Take an example: given the current status of the southern provinces, it would have been an excellent sign if the supporters of Cavallotti quite simply had met with success on a wide scale;[2] and we would have rejoiced at that, just as we reckon the democratic socialists would have as well. But that is not to say that the socialists and anarchists should have championed Cavallotti’s supporters in southern Italy. Instead, the socialists stand their own candidates everywhere, even if that might lessen the chances of the less reactionary candidate—whereas we lobby everywhere for deliberate abstention, not bothered by whether or not it might favor this candidate or that. For us, it is not the candidate that counts, insofar as we do not see the point of having “good deputies”; what matters is some indication of people’s frame of mind; and of the thousand and one bizarre frames of mind in which the voter may be found, the best is the one that opens his eyes to the pointlessness and dangers of returning someone to Parliament, and the one that impels him to work directly for what he wants through joining forces with all whose wishes are the same as his.


Finally, what possessed Merlino to finish his letter with innuendoes that are, to say the least, in poor taste, given the current status of his relations with anarchists?[3] Merlino claims that he is still an anarchist and strives to get us to think of anarchy in his terms and to have us embrace his tactics; which he is entitled to do. But why adopt that tone, which may well be appropriate in dealings with an opponent that he does not care about wounding, but which is out of place towards comrades he is out to persuade and win over?

Some time ago, in responding in Il Messaggero to Malatesta[4] who had talked about the anarchist party’s “incipient reorganization” Merlino was poking fun, while he knew that the anarchists actually were reorganizing and had already produced results, very modest results to be sure, but real for all that. And now here he is dredging up the history of self-styled abstentionist anarchists who vote; here he is, casting Azzaretti up to us, the very same Azzaretti we ourselves denounced in these columns.[5]
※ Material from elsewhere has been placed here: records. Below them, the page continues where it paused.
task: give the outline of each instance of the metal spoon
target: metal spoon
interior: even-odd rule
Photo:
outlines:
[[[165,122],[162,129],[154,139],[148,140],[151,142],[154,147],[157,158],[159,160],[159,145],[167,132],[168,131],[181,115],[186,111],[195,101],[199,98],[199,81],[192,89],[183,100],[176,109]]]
Well, if there abstentionists who vote — and we know that, actually, there are—that means that they are not fully aware of the views they profess; or else that they cannot find in the anarchist ranks the strength needed to stand up to outside influences; the cure lies, not in all of us abjuring our programme or adding to the causes of confusion and weakness, but in nurturing individuals’ consciousness and bolstering the party’s organization.

And if, after that, there are still knaves who sell out, it merely remains for them to be unmasked and driven out.
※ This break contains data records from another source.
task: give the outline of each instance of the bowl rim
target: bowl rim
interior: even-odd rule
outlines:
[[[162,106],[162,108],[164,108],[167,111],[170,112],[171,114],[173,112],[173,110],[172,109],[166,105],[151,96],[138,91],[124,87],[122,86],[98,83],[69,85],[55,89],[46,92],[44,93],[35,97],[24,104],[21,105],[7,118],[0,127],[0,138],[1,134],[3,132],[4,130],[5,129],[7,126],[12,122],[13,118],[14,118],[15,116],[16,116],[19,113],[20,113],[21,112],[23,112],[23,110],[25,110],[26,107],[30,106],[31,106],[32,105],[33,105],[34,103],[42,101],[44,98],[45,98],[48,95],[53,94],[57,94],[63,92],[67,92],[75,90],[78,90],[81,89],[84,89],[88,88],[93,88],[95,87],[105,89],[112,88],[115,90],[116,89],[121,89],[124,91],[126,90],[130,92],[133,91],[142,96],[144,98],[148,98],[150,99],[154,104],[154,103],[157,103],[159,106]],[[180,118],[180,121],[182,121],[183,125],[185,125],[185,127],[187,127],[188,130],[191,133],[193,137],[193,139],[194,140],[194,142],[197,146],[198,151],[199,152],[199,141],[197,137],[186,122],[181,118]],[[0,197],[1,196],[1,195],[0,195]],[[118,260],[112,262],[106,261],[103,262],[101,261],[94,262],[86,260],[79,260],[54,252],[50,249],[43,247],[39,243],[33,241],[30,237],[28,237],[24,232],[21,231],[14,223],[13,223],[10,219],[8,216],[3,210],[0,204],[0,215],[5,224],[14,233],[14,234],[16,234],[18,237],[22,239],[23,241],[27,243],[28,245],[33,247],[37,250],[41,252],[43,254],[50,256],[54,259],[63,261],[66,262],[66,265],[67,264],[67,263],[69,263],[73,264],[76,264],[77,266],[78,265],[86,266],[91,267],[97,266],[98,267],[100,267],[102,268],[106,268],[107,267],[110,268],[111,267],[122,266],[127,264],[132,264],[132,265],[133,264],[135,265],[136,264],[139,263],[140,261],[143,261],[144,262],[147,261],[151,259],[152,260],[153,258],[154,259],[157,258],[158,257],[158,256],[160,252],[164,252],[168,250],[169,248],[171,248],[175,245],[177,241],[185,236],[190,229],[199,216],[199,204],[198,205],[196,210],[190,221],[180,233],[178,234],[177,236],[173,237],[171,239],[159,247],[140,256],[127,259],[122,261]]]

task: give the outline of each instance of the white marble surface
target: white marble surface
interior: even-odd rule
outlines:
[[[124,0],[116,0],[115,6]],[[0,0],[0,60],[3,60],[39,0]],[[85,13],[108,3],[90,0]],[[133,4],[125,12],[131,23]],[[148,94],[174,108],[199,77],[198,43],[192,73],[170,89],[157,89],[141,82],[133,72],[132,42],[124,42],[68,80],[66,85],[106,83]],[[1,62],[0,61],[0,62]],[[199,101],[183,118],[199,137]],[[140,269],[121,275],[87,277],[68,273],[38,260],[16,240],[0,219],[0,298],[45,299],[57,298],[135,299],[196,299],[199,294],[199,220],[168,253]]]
[1] The reference is to the socialists’ success in the latest elections.

[2] Felice Cavallotti, leader of the radical Left, was a popular figure of Italian politics. He died in a duel in 1898.

[3] The closing paragraph of Merlino’s article reads: “One last word. You claim that all anarchists are abstentionists. How wrong you are! The fiercest abstentionists vote for the republicans, for the socialists, for their personal friends, not to mention the Azzarettis, which are quite a few! What is gained by abstentionist tactics is to take part in elections not in the name of our own principles, but under a false name and to the advantage of other parties.” Antonino Azzaretti was a Sicilian anarchist who had expressed public support for a certain right-wing candidate.

[4] Malatesta is referring to himself in third person because his editorial note is unsigned.

[5] Malatesta had harshly criticized Azzaretti three weeks before in an article titled “Cose sporche” (dirty stuff).